Background: Complications arising from abdominal surgeries may necessitate a relaparotomy. The purpose of this study was to evaluate the indications, outcome and factors affecting mortality following pediatric relaparotomy in Enugu, Nigeria. 

Methods: This was a retrospective study of children that had relaparotomy at the pediatric surgery unit of Enugu State University Teaching Hospital, Enugu over a 10-year period. The parameters assessed included patients’ demographics and other factors that may affect mortality following relaparotomy using a multivariate analysis. 

Results: A total of 683 laparotomies were performed during the study period, out of which 31(4.5%) patients had relaparotomy. The ages of the patients ranged from 2 weeks to 15 years, with a median of 10 years. Typhoid intestinal perforation was the most common initial pathology that necessitated the initial laparotomy and right hemicolectomy with ileotransverse anastomosis was the most common initial procedure performed. Anastomotic leak (61.3%) was the most common indication for relaparotomy and surgical site infection (29%) was the most common complication following relaparotomy. Mortality rate was 19.4% and statistical analysis (multivariate analysis) showed post-operative complication as the only factor that affected mortality (p value = 0.04). 

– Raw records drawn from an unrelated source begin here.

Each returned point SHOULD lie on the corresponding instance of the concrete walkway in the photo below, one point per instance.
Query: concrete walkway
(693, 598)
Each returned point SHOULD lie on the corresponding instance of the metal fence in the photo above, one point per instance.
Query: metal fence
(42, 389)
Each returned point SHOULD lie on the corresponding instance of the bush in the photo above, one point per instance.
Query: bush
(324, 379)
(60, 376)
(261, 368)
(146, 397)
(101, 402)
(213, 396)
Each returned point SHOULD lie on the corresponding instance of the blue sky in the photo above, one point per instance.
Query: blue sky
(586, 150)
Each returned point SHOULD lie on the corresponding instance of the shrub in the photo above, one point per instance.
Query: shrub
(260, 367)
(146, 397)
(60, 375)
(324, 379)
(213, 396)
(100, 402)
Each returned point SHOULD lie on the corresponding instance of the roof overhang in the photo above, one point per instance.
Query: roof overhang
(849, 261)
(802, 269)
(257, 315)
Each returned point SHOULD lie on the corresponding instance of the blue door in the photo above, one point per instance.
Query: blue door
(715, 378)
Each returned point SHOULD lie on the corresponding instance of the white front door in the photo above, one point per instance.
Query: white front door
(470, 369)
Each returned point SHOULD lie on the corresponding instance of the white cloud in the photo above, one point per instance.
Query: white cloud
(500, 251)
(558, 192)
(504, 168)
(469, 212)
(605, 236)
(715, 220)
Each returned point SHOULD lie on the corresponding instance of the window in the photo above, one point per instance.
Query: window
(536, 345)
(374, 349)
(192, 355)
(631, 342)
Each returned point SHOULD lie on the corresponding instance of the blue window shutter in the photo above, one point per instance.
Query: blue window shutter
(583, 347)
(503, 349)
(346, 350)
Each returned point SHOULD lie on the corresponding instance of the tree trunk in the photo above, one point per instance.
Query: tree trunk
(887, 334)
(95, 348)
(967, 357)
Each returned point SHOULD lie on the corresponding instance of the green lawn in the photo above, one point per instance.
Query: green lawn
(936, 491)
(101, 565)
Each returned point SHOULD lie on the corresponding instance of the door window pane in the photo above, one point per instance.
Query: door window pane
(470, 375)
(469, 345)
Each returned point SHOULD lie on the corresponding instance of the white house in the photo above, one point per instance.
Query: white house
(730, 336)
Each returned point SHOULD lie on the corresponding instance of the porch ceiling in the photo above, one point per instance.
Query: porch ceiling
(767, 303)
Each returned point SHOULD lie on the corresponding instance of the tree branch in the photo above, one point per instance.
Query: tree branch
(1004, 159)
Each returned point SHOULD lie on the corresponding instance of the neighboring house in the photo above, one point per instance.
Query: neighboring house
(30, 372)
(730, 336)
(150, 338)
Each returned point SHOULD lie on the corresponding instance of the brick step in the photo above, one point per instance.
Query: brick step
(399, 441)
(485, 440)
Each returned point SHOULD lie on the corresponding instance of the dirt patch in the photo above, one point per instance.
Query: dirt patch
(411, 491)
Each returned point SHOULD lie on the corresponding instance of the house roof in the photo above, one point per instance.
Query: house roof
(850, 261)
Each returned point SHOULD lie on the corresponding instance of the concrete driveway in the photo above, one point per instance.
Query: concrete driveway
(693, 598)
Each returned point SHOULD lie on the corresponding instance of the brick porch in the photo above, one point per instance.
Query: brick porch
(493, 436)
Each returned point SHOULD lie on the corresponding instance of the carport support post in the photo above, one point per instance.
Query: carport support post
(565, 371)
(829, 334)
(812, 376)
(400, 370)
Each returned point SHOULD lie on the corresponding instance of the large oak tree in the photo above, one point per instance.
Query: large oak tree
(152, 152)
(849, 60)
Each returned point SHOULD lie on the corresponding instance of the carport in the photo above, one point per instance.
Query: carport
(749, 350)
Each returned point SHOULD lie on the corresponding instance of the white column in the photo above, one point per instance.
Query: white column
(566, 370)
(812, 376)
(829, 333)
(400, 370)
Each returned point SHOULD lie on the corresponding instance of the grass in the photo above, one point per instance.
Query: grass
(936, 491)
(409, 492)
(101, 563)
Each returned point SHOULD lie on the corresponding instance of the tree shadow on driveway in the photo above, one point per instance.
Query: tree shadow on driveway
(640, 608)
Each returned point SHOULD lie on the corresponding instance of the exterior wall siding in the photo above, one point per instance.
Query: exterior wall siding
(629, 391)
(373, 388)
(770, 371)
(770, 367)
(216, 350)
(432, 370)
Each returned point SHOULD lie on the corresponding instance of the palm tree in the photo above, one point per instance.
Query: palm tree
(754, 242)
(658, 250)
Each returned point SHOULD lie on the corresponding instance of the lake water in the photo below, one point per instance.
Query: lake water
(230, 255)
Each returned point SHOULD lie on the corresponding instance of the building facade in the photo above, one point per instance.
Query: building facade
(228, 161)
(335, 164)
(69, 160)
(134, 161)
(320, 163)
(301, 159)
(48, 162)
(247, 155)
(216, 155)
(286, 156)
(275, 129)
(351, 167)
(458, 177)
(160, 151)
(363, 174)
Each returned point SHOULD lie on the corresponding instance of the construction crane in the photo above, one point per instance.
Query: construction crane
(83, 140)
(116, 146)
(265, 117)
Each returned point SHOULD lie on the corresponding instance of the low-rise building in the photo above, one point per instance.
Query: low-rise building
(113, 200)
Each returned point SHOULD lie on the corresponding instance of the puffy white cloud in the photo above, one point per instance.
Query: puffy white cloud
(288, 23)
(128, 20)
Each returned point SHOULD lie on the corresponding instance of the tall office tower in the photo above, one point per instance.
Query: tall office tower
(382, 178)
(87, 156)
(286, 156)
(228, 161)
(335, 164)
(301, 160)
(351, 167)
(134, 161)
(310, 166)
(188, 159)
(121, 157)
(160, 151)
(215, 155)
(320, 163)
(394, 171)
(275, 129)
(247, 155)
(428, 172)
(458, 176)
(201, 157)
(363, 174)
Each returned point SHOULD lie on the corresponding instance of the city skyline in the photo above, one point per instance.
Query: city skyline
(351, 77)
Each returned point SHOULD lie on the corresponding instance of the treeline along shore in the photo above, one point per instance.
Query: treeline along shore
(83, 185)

Conclusion: Relaparotomy is inevitable in many unsuccessful primary laparotomies. The mortality rate in developing country like Nigeria is high and efforts should be made towards improving outcome.

Keywords
Abdominal children complications developing country relaparotomy review.
Introduction

Abdominal surgeries may be associated with myriad of complications that necessitates reoperation. Simply put relaparotomy means a repeat abdominal operation after the initial operation. Most researchers define relaparotomy as abdominal surgeries performed within 60 days after the initial surgery [1,2]. There is no consensus on the classification of relaparotomy. Early or late, emergency or elective, planned or unplanned are some of the proposed classifications [3]. Survival and recovery following relaparotomy have been used by some clinicians as an indicator of the quality of surgical care [4]. Most common indications for relaparotomy include intra-abdominal fluid collection, anastomotic leak, bleeding, wound dehiscence, bowel necrosis, bowel obstruction [5,6]. Before a decision for a relaparotomy is taken, an important question has to be answered: Will reoperation make the patient’s clinical condition better or worse [7]. Improvements in imaging investigations have greatly assisted surgeons in taking informed decisions [7]. It must be remembered that relaparotomy is froth with lots of morbidity and mortality because the patient is at higher risk of wound complications and fascial dehiscence [7].

Conclusion

Relaparotomy in a developing country like Nigeria is relatively common and the attendant mortality of 19.4% is high. Complication following relaparotomy was the only factor found to affect mortality in the present study. Early detection of complications, improved training of surgeons and provision of facility will improve outcome of laparotomy in children in developing countries.